Build One South Africa (BOSA) leader Mmusi Maimane has reiterated his party’s commitment to collaborating with other political factions to amend the fiscal framework and eliminate the VAT increase in the 2025/26 Budget.
Addressing the media in Parliament, Maimane said a solution must be found by the parties working on adjusting the Budget.
“We stand ready to work with all parties that are committed to a credible, inclusive, and growth-oriented Budget. There is no time for political theatrics, no time for us to play games and say one said this and this one goes to court,” Maimane said.
He made the statement hours before his party was to attend a meeting with the ANC and other Government of National Unity (GNU) parties that voted in support of the fiscal framework last week.
Maimane defended their vote for the fiscal framework last week, saying it would have been a disaster had it not gone through.
“It literally means that you deal with a country without a Budget.”
He said their proposals to be tabled at the meeting with other parties came with a number of conditions.
BOSA deputy leader Nobuntu Nobuntu Hlazo-Webster said BOSA was clear that the reversal of VAT increase and tax creep has to happen.
Hlazo-Webster also said one of their conditions was a full review of government expenditure to identify areas where cuts could be made.
BOSA wants departments with overlapping mandates to be streamlined and vanity projects to be scrapped to redirect funds towards education, health, infrastructure, and job creation.
“There needs to be adoption of national growth charter to drive jobs. We still have an incredibly high unemployment rate close to 40%. We need to be able to attract investment and create jobs,” Hlazo-Webster said.
Maimane said they have identified close to R180 billion in new revenue that can be sourced.
Their plan identified a ramp-up of National Empowerment Fund spending, the introduction of a 6% sin tax on online gambling, scrapping the Employment Tax Incentive, freezing middle and senior management hiring in government, rationalising diplomatic missions, and cutting VIP protection for politicians, among others.
Maimane said the instability within the GNU must be resolved soon and quite urgently.
“What we need is a government that acts as a unitary voice. We must settle whatever the impasse and we must decide on a government that is stable,” he added.
Asked if BOSA would join the GNU, Hlazo-Webster said her party had been clear from the start regarding the coalition as there had been no roadmap where South Africa was going.
“Until such a roadmap is there, that is one of the things we would want to engage on,” she said.
Maimane added that there was an appetite across all parties to find workable solutions by parties that have remained inside the GNU and not become excited about court action.
Meanwhile, the GOOD Party said there were viable alternatives to raise enough revenue and that there should be no reversal of commitments to social spending and infrastructure.
The party's secretary-general Brett Herron also said they welcomed the proposal of an expenditure review process.

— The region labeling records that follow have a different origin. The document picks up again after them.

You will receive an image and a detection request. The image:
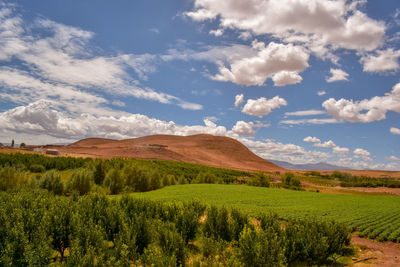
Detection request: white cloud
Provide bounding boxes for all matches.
[390,127,400,134]
[210,29,224,37]
[322,83,400,123]
[326,69,349,83]
[212,41,309,86]
[0,9,202,110]
[235,94,244,107]
[332,146,350,154]
[313,140,337,148]
[272,70,303,86]
[242,96,287,117]
[285,109,326,116]
[279,119,339,125]
[0,100,222,140]
[186,0,386,55]
[360,48,400,72]
[303,136,321,143]
[353,148,371,160]
[232,121,256,135]
[389,156,400,161]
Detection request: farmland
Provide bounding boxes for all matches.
[133,184,400,241]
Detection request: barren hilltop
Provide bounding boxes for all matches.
[58,134,285,174]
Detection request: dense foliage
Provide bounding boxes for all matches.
[0,191,349,266]
[133,184,400,245]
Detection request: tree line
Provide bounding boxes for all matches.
[0,190,350,266]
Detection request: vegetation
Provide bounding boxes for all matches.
[133,184,400,242]
[0,191,350,266]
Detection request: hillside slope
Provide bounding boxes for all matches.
[64,134,285,171]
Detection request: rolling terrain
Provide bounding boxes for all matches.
[57,134,285,172]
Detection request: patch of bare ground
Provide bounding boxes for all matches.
[351,237,400,267]
[52,134,286,172]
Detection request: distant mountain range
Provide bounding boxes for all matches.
[268,159,350,171]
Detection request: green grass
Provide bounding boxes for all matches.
[132,184,400,241]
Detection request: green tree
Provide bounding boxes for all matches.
[104,168,124,195]
[67,169,93,195]
[39,170,64,195]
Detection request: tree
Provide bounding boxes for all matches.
[39,170,64,195]
[104,169,124,195]
[67,169,93,195]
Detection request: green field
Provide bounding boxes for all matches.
[132,184,400,241]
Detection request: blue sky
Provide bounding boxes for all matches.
[0,0,400,170]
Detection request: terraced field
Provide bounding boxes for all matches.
[133,184,400,242]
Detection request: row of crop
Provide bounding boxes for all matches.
[0,191,350,266]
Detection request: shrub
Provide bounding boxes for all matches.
[248,172,271,187]
[282,172,301,187]
[39,170,64,195]
[29,164,46,173]
[0,167,18,191]
[239,227,286,267]
[67,169,93,195]
[104,169,124,195]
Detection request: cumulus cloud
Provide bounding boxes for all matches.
[272,70,303,86]
[242,96,287,117]
[313,140,337,148]
[285,109,326,116]
[235,94,244,107]
[360,48,400,72]
[210,29,224,37]
[232,121,256,135]
[186,0,386,55]
[303,136,321,143]
[279,118,339,125]
[0,100,222,140]
[326,69,349,83]
[212,41,309,86]
[322,83,400,123]
[390,127,400,134]
[332,146,350,154]
[353,148,371,160]
[389,156,400,161]
[0,8,202,112]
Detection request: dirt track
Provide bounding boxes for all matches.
[351,238,400,267]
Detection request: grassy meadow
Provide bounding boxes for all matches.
[132,184,400,241]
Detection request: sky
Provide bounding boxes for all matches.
[0,0,400,170]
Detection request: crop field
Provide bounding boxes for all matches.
[132,184,400,242]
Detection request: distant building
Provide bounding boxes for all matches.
[46,148,60,156]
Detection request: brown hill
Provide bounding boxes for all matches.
[59,134,285,171]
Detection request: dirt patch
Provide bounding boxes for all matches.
[351,235,400,267]
[53,134,286,172]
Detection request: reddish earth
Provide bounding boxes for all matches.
[351,238,400,267]
[57,134,286,172]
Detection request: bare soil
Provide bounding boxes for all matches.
[57,134,286,172]
[351,237,400,267]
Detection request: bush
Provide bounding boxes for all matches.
[248,172,271,187]
[29,164,46,173]
[67,169,93,196]
[282,172,301,187]
[104,169,124,195]
[0,167,18,191]
[39,170,64,195]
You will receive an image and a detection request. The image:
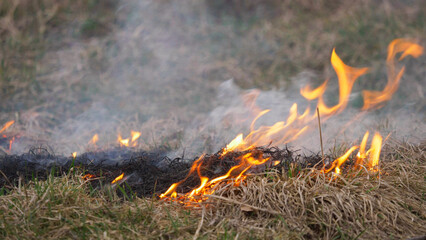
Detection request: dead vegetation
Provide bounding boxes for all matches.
[0,141,426,239]
[0,0,426,239]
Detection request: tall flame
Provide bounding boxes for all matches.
[117,131,141,147]
[362,39,423,110]
[0,120,15,133]
[89,134,99,146]
[160,39,423,204]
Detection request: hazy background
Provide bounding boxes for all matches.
[0,0,426,155]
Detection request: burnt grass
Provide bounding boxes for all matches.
[0,147,324,197]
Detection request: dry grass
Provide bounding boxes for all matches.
[0,0,425,154]
[0,144,426,239]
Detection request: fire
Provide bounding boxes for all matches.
[89,134,99,146]
[160,153,269,205]
[117,131,141,147]
[81,173,96,180]
[160,39,423,204]
[362,39,423,110]
[0,120,15,133]
[111,173,124,184]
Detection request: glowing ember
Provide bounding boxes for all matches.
[160,39,423,205]
[111,173,124,184]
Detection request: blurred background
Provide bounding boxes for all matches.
[0,0,426,154]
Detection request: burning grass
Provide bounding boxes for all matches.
[0,141,426,239]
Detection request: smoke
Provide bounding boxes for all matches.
[5,1,426,156]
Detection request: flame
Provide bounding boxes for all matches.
[111,173,124,184]
[117,134,129,147]
[89,133,99,146]
[160,39,423,204]
[368,133,383,172]
[81,173,96,180]
[0,120,15,133]
[160,153,270,202]
[117,131,141,147]
[362,39,423,110]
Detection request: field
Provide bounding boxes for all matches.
[0,0,426,239]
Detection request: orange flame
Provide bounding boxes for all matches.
[89,133,99,146]
[117,134,129,147]
[81,173,96,180]
[362,39,423,110]
[160,153,269,202]
[117,131,141,147]
[368,133,382,172]
[0,120,15,133]
[111,173,124,184]
[160,39,423,204]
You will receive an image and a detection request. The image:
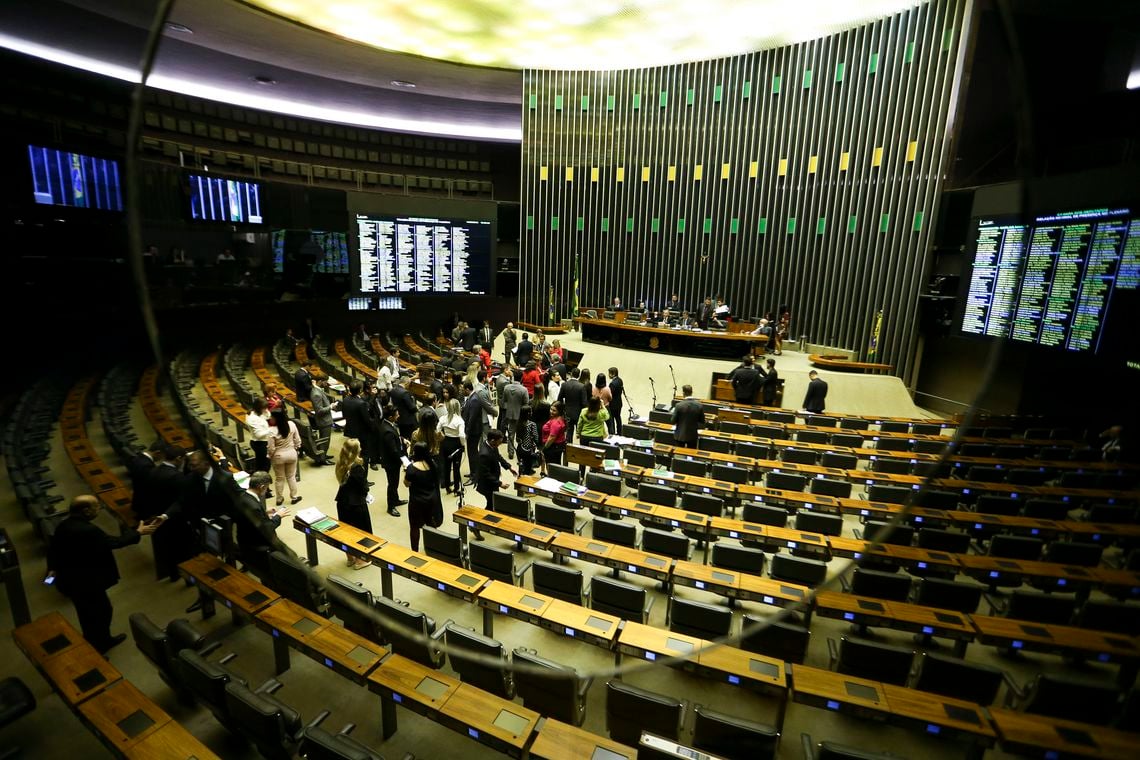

“We have called for a fresh, zero-based, approach to budgeting for the past six years to eliminate waste and free resources. The process will, however, require time and is realistically only achievable by the Medium-Term Budget Policy Statement at the earliest.”
Herron said to compensate for reversing the VAT hike and tax creep in the Budget, tax breaks for the wealthy should be reduced, the Employment Tax Incentive be scrapped, and withdrawing funds to top up the shortfall from the Gold and Foreign Exchange Reserve Account.
He also said a comprehensive and transparent expenditure review process, including a review of the necessity for the provincial tier of government, should be implemented as well as Wealth Tax and disposal of inefficient SOEs.
In its submission, the EFF noted the ANC-led government had in 2018 committed to review the VAT increase from 14% to 15% only for that never to happen.
It also said the 2025 Budget does not adjust personal income tax brackets and rebates for inflation.
“The EFF proposes a 4.5% inflationary adjustment to personal income tax brackets to protect wage earners from this creeping tax burden. This adjustment will ensure that the tax system remains fair and does not penalise workers for basic cost-of-living salary increases, a bracket creep protection not tax cut.”
The Red Berets also proposed the urgent introduction of a Wealth Tax, specifically targeting underutilised and luxury landholdings.
“The argument that such a tax will cause capital flight is overstated - land, unlike financial assets, cannot be relocated offshore.”
The EFF said there should be a once-off Wealth tax on all trusts established before 1994 and an annual declaration and progressive levy on inherited wealth exceeding R10 million.
The party added that SARS should be allocated an additional R4 billion in the 2025/26 financial year, and further increase of R500 million in 2026/27, and be adjusted annually for inflation in the outer years of the Medium-Term Expenditure Framework.